Grate the shallot on the second smallest holes of a box grater.
Drop the butter into a wide saucepan or sauté pan, no more than 4 inches (10 centimeters) deep, over medium-low heat. When the butter is completely melted and beginning to foam, add the shallot and sauté. Stir occasionally, until it is glassy, hazy, and fragrant. It will take 3 to 4 minutes.
Stir the rice into the butter and shallot and raise the heat to medium. Set a timer for 20 minutes.
Stir the rice to coat it in deliciousness for 1 to 2 minutes, until it is shiny and translucent and has lost its dusty smell. Raise the heat to high and pour in the wine. When the wine no longer smells acidic and caresses rather than curls your nose, add 4 cups (950 milliliter) of the hot saffron-flavored salted water. It will come to a boil almost immediately.
Lower the heat until the rice is at a lively bubble but not boiling. You will need to stay close to the stove, but there will be no need to stir. Just move the rice occasionally to check that it isn’t sticking.
Prepare the garnishes. Mince the parsley. Heat a small frying pan over medium heat until hovering your hand over it feels uncomfortable. Toss in the remaining saffron threads and turn off the heat. Swirl the saffron around the hot pan to make its fragrance bloom, then crumble it between your fingertips.
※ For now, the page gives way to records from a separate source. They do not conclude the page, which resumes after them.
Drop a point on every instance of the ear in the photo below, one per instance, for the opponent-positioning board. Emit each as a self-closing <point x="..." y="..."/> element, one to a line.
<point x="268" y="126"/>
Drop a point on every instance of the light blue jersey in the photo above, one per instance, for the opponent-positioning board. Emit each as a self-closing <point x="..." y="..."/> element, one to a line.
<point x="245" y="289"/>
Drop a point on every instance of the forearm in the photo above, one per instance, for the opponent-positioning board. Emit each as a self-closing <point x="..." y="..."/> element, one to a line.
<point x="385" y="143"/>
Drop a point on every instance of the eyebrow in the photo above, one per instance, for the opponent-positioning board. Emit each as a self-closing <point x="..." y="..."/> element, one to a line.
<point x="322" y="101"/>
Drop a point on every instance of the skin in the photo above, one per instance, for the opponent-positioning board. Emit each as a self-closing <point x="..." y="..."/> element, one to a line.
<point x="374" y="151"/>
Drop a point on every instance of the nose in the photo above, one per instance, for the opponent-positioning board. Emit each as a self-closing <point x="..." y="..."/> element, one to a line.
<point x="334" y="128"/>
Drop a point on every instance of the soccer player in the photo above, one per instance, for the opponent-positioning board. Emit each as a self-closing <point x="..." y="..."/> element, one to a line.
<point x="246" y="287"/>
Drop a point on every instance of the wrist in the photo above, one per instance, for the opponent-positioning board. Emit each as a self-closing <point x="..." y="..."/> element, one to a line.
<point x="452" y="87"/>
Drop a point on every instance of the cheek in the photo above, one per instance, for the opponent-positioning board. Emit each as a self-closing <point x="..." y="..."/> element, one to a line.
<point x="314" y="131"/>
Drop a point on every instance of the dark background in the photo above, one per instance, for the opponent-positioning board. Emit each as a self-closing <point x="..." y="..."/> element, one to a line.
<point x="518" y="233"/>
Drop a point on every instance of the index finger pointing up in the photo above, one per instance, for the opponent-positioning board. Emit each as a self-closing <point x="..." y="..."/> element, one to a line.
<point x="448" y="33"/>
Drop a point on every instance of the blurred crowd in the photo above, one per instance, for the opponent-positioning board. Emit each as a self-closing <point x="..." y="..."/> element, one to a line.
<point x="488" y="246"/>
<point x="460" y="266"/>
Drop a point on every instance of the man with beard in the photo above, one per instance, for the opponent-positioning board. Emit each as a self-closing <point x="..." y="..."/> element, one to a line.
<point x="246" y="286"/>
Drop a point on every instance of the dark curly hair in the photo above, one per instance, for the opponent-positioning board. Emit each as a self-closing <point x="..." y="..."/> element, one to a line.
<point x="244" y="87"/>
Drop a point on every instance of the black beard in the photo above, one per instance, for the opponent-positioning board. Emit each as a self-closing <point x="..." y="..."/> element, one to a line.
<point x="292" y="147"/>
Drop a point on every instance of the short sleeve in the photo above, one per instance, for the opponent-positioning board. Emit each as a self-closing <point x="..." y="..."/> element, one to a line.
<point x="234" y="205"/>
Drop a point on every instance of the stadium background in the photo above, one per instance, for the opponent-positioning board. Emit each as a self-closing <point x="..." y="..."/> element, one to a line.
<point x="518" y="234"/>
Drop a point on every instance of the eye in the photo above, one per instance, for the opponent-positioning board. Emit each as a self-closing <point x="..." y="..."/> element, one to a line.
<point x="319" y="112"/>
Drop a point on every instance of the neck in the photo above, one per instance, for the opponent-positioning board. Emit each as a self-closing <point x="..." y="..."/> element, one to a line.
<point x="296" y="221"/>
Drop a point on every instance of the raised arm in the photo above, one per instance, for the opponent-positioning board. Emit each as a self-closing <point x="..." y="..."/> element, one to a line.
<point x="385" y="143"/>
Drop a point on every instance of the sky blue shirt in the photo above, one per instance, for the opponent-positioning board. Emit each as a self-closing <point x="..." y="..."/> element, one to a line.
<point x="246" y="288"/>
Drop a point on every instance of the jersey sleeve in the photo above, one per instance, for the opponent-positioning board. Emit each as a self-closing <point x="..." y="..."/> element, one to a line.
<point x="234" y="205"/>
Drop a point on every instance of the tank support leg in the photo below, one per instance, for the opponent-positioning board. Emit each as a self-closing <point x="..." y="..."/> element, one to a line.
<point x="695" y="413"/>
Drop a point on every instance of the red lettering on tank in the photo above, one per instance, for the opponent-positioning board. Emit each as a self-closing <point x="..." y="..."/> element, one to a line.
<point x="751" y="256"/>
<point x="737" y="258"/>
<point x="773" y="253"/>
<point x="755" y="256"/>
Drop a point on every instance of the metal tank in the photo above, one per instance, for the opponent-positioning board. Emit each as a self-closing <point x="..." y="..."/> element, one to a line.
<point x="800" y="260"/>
At minute 10, the rice grains will have grown considerably but still be completely covered in the liquid, which will be cloudy but still quite soupy.
The marrowbones should be ready by now. Scoop the marrow of the fullest bone into a small bowl and cover the rest of the bones with aluminum foil to keep warm.
At about minute 15, taste the rice for salt and adjust as necessary. The liquid will be detectably starchy, and the rice will be close to the surface but barely visible. If the tips of the rice grains are peeking above the surface of the liquid, add a ladleful of the hot saffron water.
At minute 18, the rice should be easily visible above the surface and the liquid tightening but still a little runny. If it is too dense, add a little more hot saffron water. Stay close, wooden spoon in hand.
By minute 20, the rice should be fully visible. The grains will be together but separate and easily move around when the pan is twirled.
Turn off the heat and vigorously stir in 2 tablespoons of the cheese and the marrow scooped out of the large bone. Season the risotto with pepper to suit your taste and divide it among four warm dinner plates. Place a marrowbone on each plate.
Dust with the parsley and garnish with the crumbled saffron. Drizzle with the balsamic. Serve right away with the remaining cheese and the balsamic bottle on the side.